Lets reflect on the MSE and how model complexity gives raise to various generalization errors.

\[MSE = \mathbb{E}[(\hat{y}_i - y_i)^2] = \mathrm{Bias}(\hat{y}_i)^2 + \mathrm{Var}(\hat{y}_i)\]

which means that the MSE captures both bias and variance of the estimated target variables and as shown in the plots above, increasing model capacity can really increase the variance of \(\hat{y}\). We have seen that as the \(\mathbf{w}\) is trying to exactly fit, or memorize, the data, it minimizes the bias (in fact for model complexity M=9 the bias is 0) but it also exhibits significant variability that is itself translated to \(\hat{y}\). Although the definition of model capacity is far more rigorous, we will broadly associate complexity with capacity and borrow the figure below from Ian Goodfellow’s book to demosntrate the tradeoff between bias and variance. What we have done with regularization is to find the \(\lambda\) that minimized generalization error aka. find the optimal model capacity.

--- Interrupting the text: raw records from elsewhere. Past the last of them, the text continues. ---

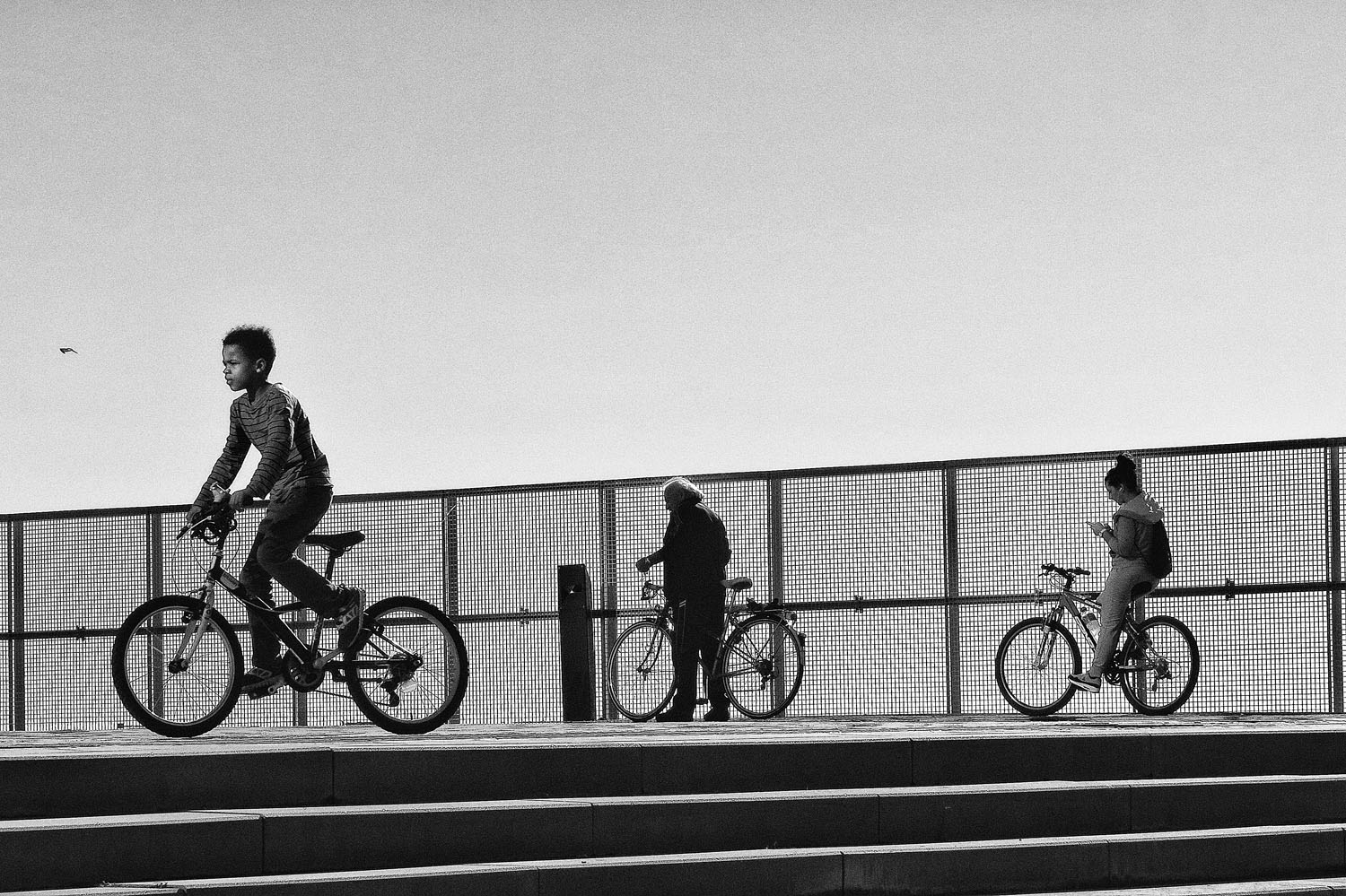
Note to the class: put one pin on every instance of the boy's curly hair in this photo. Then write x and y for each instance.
(255, 341)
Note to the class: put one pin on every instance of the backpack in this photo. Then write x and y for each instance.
(1155, 551)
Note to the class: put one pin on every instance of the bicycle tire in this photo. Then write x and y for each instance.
(177, 702)
(762, 666)
(1030, 683)
(1166, 667)
(406, 670)
(640, 670)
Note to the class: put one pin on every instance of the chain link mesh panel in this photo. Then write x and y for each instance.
(898, 616)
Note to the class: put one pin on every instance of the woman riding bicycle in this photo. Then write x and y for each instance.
(695, 553)
(1130, 578)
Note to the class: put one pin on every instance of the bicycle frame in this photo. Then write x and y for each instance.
(309, 656)
(1071, 600)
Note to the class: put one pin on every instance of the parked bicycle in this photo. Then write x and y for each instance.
(178, 665)
(1157, 662)
(761, 658)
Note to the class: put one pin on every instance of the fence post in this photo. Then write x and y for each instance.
(953, 656)
(573, 588)
(775, 540)
(449, 538)
(1334, 575)
(18, 694)
(607, 597)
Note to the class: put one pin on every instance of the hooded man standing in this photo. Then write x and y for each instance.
(695, 553)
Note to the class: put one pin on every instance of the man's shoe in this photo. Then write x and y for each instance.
(1085, 683)
(350, 616)
(260, 681)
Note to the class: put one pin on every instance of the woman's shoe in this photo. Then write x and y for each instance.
(1085, 683)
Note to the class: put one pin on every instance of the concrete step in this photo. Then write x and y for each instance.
(1047, 866)
(309, 839)
(53, 783)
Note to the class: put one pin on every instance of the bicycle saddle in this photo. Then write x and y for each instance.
(338, 541)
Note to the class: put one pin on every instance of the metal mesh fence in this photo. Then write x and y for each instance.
(904, 580)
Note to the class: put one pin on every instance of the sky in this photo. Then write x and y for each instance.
(522, 242)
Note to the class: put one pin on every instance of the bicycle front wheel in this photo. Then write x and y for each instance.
(640, 670)
(177, 666)
(1033, 664)
(762, 665)
(408, 669)
(1159, 666)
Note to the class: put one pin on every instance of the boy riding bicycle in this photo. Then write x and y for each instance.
(295, 473)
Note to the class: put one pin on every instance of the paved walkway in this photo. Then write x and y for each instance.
(613, 732)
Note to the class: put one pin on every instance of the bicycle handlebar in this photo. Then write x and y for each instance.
(220, 511)
(1071, 573)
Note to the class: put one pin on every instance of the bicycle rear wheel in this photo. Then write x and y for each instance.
(1031, 666)
(177, 666)
(408, 669)
(640, 670)
(762, 665)
(1159, 666)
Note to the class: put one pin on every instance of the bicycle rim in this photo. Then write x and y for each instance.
(640, 672)
(408, 670)
(177, 666)
(762, 666)
(1162, 665)
(1033, 664)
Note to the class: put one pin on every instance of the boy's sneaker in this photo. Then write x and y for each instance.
(350, 616)
(1085, 683)
(260, 681)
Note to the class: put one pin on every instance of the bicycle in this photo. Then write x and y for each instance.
(761, 658)
(178, 666)
(1157, 662)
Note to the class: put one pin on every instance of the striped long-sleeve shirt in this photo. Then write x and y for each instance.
(279, 428)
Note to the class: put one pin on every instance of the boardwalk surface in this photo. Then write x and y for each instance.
(624, 732)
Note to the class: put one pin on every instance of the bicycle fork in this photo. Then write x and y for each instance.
(1047, 642)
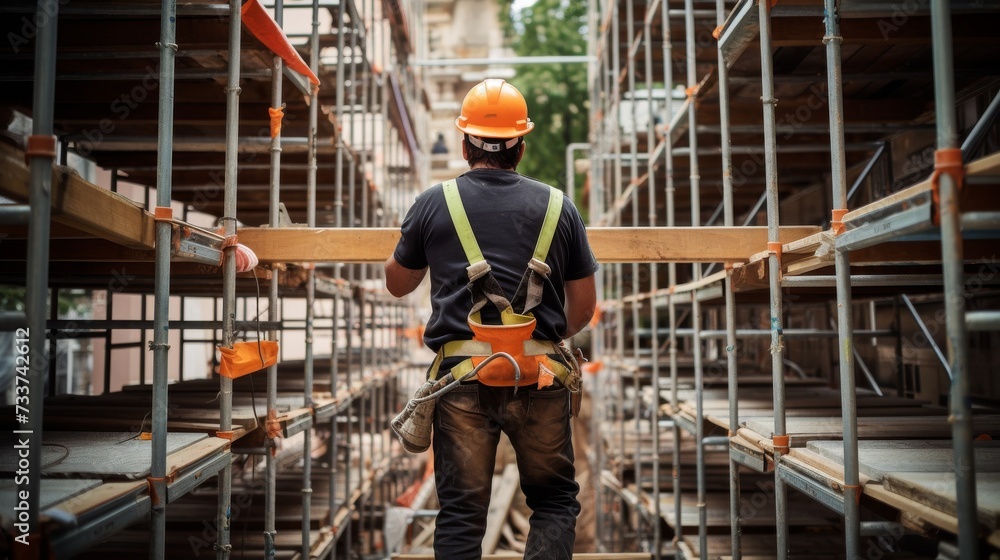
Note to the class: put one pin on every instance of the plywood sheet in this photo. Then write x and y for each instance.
(937, 490)
(54, 491)
(901, 427)
(103, 454)
(879, 458)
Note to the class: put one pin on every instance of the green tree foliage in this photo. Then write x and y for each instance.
(556, 93)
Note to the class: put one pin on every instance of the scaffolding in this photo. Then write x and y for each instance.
(293, 461)
(727, 405)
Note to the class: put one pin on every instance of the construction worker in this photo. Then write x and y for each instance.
(494, 233)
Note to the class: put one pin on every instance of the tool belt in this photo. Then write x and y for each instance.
(539, 362)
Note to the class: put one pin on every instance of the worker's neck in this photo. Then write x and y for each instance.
(487, 166)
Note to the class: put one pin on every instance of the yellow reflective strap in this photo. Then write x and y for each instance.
(548, 230)
(461, 221)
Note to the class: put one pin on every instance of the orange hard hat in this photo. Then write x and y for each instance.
(494, 109)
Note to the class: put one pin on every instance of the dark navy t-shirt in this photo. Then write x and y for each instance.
(506, 211)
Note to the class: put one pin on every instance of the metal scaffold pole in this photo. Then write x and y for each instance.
(633, 175)
(691, 64)
(309, 366)
(270, 465)
(779, 437)
(845, 319)
(949, 172)
(669, 191)
(725, 145)
(654, 342)
(229, 274)
(161, 302)
(42, 151)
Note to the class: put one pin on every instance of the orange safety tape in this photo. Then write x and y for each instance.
(163, 213)
(151, 481)
(592, 367)
(596, 318)
(276, 114)
(40, 145)
(272, 426)
(857, 491)
(946, 160)
(774, 247)
(264, 28)
(837, 220)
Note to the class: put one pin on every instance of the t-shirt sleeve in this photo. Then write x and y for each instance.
(580, 262)
(410, 248)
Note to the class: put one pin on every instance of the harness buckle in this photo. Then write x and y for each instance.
(539, 267)
(478, 270)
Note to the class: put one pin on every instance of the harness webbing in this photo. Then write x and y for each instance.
(468, 238)
(461, 220)
(549, 225)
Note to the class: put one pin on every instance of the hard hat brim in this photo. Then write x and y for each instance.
(494, 132)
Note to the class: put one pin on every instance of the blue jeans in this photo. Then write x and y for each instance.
(467, 426)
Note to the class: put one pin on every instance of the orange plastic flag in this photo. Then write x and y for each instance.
(247, 357)
(265, 29)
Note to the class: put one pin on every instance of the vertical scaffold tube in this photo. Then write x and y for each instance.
(270, 472)
(725, 142)
(954, 285)
(36, 295)
(270, 465)
(774, 273)
(669, 189)
(691, 65)
(633, 177)
(161, 296)
(229, 273)
(309, 368)
(842, 263)
(654, 341)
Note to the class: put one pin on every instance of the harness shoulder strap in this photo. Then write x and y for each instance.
(461, 221)
(548, 231)
(531, 288)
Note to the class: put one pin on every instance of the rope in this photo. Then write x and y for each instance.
(448, 382)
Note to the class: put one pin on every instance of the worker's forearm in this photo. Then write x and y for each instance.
(575, 327)
(400, 280)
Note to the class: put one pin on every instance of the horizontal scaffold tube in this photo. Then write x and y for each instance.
(610, 245)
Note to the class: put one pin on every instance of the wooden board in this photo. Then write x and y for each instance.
(802, 430)
(756, 509)
(878, 458)
(578, 556)
(80, 204)
(102, 495)
(610, 245)
(54, 491)
(105, 454)
(937, 490)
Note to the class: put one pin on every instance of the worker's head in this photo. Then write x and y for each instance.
(494, 119)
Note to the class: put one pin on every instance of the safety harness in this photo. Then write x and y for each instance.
(513, 335)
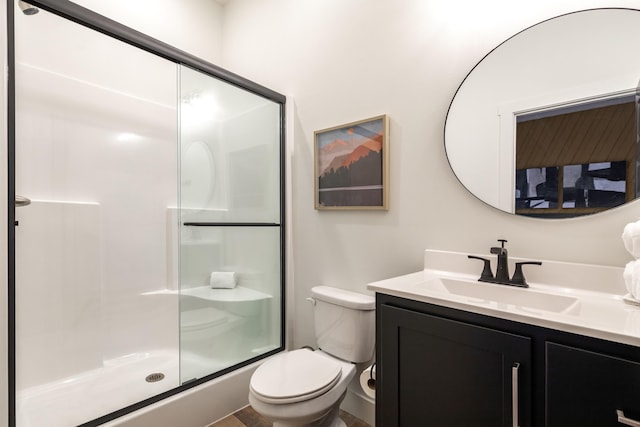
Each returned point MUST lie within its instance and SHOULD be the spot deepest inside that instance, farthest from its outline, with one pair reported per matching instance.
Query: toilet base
(331, 419)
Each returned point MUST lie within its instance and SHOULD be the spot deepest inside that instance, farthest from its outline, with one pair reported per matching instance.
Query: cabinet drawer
(585, 388)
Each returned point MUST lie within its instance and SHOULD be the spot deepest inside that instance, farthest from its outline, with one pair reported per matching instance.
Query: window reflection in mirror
(576, 160)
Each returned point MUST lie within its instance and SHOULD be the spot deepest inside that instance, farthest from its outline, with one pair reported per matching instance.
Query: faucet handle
(487, 274)
(518, 276)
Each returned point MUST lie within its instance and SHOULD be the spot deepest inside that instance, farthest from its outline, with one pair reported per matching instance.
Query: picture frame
(351, 165)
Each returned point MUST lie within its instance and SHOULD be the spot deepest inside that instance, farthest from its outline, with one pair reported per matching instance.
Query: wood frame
(351, 166)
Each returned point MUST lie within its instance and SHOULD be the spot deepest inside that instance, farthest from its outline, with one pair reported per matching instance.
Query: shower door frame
(111, 28)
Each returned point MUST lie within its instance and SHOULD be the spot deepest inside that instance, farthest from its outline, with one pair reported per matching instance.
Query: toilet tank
(344, 323)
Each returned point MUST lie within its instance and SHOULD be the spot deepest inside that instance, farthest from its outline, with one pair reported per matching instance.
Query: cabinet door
(440, 372)
(587, 389)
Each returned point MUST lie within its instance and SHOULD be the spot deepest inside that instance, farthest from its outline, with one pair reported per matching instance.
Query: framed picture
(351, 168)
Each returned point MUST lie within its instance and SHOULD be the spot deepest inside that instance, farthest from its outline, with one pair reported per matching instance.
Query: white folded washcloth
(631, 238)
(631, 277)
(223, 280)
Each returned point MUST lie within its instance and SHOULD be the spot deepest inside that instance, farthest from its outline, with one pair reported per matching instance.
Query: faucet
(502, 268)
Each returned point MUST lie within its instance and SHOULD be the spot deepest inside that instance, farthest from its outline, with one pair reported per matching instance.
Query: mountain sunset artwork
(350, 165)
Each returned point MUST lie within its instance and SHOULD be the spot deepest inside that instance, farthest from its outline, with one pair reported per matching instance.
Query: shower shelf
(237, 294)
(231, 224)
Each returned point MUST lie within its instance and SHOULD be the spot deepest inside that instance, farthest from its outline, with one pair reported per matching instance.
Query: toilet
(305, 387)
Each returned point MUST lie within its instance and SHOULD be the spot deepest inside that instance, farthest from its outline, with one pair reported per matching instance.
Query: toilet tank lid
(344, 297)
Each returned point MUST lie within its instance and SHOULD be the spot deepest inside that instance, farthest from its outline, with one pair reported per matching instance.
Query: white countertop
(584, 309)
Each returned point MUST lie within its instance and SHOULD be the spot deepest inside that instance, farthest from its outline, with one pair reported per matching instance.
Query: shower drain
(155, 377)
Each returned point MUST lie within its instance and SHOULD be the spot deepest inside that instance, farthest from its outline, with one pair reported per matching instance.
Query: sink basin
(497, 295)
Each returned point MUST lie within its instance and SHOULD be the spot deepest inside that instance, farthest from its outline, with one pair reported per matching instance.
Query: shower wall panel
(96, 152)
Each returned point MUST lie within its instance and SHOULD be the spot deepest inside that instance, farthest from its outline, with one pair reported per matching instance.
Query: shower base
(119, 383)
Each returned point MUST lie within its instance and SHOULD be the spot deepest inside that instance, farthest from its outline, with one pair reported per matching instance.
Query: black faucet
(502, 269)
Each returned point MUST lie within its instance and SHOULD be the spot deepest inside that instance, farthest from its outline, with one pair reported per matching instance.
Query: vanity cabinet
(449, 373)
(439, 366)
(586, 388)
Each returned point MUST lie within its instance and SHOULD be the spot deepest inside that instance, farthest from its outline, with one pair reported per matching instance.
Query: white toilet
(305, 387)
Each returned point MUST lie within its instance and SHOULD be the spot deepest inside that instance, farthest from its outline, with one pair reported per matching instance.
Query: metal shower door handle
(22, 201)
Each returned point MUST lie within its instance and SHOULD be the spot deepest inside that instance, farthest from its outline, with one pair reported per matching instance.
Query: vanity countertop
(579, 306)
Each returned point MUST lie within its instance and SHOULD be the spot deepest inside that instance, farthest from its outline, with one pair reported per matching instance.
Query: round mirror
(545, 124)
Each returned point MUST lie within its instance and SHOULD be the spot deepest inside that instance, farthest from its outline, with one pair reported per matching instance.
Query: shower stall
(146, 247)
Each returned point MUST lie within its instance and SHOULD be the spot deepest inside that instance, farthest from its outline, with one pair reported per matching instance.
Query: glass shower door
(230, 235)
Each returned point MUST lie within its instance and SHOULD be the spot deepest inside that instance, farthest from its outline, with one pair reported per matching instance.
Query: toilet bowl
(305, 387)
(301, 388)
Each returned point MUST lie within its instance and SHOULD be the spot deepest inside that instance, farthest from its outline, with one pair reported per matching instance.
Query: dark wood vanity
(439, 366)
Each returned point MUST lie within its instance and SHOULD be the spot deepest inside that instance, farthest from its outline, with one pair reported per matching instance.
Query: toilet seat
(295, 376)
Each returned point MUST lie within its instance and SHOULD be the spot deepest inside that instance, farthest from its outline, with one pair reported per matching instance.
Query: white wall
(194, 26)
(342, 61)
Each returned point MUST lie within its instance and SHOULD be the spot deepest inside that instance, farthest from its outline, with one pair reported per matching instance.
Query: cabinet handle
(626, 421)
(514, 393)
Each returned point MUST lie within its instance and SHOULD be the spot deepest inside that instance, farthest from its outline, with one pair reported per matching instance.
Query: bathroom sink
(502, 296)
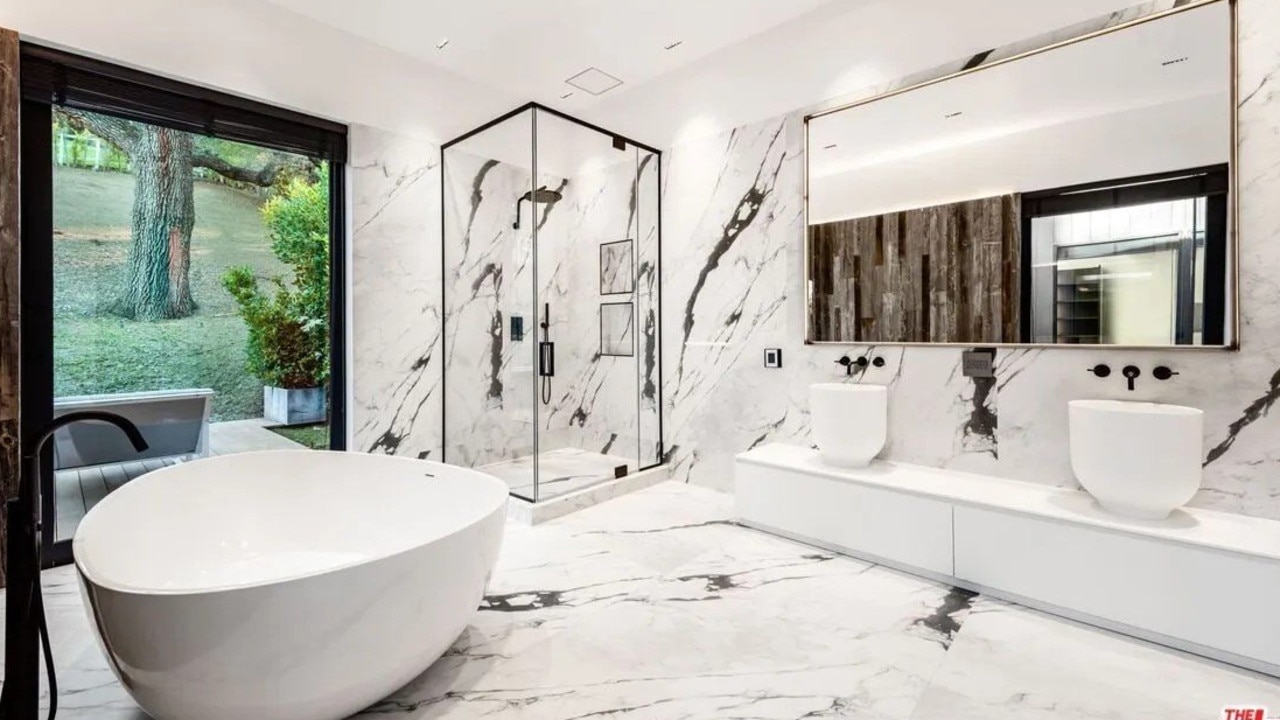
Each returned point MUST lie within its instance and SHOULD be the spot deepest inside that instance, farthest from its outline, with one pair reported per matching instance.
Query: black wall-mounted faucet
(862, 363)
(849, 363)
(1132, 373)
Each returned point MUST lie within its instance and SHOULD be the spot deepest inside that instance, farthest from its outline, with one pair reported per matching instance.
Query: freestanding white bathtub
(286, 586)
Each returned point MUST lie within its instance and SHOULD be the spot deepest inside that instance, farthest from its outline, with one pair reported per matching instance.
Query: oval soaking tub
(286, 586)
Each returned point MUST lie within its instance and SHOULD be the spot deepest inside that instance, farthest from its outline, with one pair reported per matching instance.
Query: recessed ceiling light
(594, 81)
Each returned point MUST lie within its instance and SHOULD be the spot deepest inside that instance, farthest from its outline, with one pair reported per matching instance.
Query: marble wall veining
(396, 276)
(598, 401)
(734, 286)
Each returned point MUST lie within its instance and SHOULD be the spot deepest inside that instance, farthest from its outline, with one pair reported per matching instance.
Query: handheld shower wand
(547, 355)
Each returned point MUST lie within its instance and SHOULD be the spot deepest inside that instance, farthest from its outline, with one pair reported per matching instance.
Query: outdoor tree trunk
(158, 273)
(156, 283)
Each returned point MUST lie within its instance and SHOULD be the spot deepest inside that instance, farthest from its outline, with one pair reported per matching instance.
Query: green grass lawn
(99, 352)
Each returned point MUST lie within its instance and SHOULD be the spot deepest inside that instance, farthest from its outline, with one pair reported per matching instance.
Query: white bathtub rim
(97, 582)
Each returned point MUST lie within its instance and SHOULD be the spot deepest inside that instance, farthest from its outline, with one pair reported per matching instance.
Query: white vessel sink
(1138, 459)
(850, 422)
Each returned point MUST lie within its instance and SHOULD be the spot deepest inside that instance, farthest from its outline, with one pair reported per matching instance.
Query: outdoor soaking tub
(286, 586)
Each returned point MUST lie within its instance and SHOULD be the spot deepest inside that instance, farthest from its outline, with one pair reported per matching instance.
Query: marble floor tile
(1010, 662)
(656, 606)
(560, 472)
(764, 628)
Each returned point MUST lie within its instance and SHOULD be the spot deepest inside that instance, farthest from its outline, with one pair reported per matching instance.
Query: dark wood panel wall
(947, 273)
(10, 265)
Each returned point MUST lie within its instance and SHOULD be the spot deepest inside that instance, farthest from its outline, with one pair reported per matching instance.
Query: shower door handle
(547, 359)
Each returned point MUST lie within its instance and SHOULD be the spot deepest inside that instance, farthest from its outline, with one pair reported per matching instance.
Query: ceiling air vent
(594, 81)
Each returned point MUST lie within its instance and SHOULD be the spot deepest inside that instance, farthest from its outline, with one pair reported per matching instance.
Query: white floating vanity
(1201, 580)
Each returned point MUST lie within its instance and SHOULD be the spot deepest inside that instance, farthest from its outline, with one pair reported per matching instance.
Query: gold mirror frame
(1233, 238)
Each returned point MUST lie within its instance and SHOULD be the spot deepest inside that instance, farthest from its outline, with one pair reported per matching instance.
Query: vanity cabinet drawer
(1203, 596)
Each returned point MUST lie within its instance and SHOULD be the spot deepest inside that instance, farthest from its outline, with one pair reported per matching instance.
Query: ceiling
(530, 49)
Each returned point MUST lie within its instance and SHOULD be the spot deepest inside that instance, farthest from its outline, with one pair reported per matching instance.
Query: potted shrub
(288, 320)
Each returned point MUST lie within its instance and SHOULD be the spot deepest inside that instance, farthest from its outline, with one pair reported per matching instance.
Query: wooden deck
(77, 491)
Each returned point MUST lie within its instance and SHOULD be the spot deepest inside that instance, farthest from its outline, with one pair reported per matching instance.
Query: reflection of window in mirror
(1078, 194)
(1130, 261)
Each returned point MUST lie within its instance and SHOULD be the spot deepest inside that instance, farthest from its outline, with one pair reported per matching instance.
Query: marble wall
(396, 276)
(493, 395)
(734, 286)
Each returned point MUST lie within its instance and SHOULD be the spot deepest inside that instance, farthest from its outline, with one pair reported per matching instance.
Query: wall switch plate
(979, 363)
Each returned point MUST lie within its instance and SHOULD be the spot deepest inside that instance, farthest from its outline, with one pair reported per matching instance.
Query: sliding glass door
(186, 281)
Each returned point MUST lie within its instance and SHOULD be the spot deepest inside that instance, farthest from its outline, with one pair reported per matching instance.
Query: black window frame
(53, 77)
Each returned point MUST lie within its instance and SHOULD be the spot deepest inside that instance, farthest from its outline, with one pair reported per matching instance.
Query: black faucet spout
(1132, 373)
(26, 629)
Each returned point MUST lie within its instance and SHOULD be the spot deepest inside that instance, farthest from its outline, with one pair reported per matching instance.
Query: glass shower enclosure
(552, 304)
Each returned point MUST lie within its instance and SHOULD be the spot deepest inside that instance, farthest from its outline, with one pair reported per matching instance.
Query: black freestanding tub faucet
(26, 629)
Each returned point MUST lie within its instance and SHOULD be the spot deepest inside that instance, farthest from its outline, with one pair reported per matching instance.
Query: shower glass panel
(552, 304)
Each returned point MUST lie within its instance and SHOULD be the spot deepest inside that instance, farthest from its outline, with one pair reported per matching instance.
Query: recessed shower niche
(535, 206)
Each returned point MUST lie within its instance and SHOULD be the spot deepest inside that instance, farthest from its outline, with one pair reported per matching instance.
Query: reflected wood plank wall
(947, 273)
(10, 297)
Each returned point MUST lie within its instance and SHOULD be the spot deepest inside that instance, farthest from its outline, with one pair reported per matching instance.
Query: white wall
(257, 50)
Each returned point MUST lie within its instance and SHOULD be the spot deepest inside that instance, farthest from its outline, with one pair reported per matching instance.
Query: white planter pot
(295, 406)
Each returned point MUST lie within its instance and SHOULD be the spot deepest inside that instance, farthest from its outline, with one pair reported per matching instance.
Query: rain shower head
(542, 196)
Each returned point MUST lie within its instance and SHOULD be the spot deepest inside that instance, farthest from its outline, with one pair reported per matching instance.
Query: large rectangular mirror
(1077, 195)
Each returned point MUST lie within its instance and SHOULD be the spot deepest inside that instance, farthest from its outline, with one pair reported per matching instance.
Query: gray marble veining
(656, 606)
(734, 286)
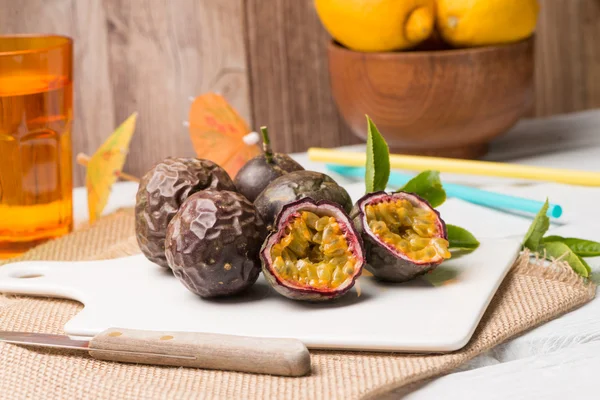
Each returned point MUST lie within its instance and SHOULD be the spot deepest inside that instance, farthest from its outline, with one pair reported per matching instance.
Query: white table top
(556, 360)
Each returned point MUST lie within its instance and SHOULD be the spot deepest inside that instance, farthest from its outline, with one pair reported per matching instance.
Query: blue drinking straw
(467, 193)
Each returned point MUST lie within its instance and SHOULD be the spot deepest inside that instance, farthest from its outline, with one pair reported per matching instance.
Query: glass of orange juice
(36, 111)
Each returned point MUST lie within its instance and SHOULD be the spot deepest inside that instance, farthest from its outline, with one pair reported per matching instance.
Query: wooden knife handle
(287, 357)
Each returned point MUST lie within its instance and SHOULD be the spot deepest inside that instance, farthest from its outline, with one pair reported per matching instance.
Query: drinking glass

As capacity increases (x-axis), bias (dotted) tends to decrease and variance(dashed) tends to increase, yielding another U-shaped curve for generalization error (bold curve). If we vary capacity along one axis, there is an optimal capacity, with underﬁtting when the capacity is below this optimum and overﬁtting when it is above.

Bias and Variance Decomposition during the training process

Apart from the composition of the generalization error for various model capacities, it is interesting to make some general comments regarding the decomposition of the generalization error (also known as empirical risk) during training. Early in training the bias is large because the predictor output is far from the target function. The variance is very small because the data has had little influence yet. Late in training the bias is small because the predictor has learned the underlying function. However if train for too long then the predictor will also have learned the noise specific to the dataset (overfitting). In such case the variance will be large because the noise varies between training and test datasets.